Great White (Doesn’t) Spook Slater at Lowers!

Great White breaches in front of champ. He keeps surfing.

It’s been almost a while since our last shark fright in SoCal.

For a minute there, it felt like we might have a legitimate issue on our hands. Like we were gonna be the next Ballina or Reunion or lesser-known-but-equally-as-potent sharkbite hub, Maui. Luckily our whites are small and seem mostly non-aggressive, unless you’re a bather who decides to dance with a blood-spurting seal. (Is that really what happened, or are the fine people of San Clemente just victim-shaming?) Anyways.

According to recent reports, the sharks are still around, so any sense of surf-zone confidence is nothing more than ignorance disguised as bliss. None know this better than Robert Kelly Slater, who spent last evening frolicking close to a prehistoric beast. He said:

Do you think it was necessary, though, to add, “There were six people out and I think four of us saw it jump. Caught a couple more waves” *shaka*? Or was that a bit much?

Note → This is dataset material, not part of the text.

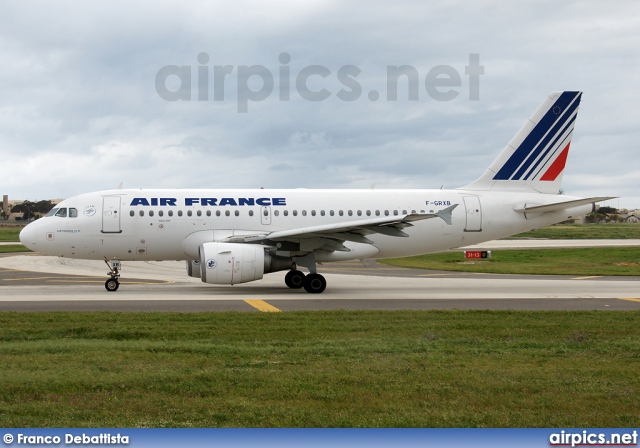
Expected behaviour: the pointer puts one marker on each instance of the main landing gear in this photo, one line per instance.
(112, 283)
(312, 283)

Not one to claim his dick without swinging it, Slater dove deep into Lower’s camera rewind to find this blurry splashing out the back (This should be a video, but there’s no way (to my knowledge) to link an Instagram story. Imagine a small portion of the blue screen turning white for a brief moment, and you have the essence of the clip.)

Proof? Sure. But did you really doubt him in the first place? Did anyone? Kelly seems a little paranoid about his public persona, but maybe that’s a natural response to surf sites and their overzealous commenters psychoanalyzing his every move.

So, does this recent shark sighting make you feel anything? Has the fear risen from your toes, taken a quick pitstop to constrict the testicles, before continuing to erect every follicle across your hide? Or do you not give a fuck whatsoever?

I’m leaving for Costa tomorrow so leaning toward the latter.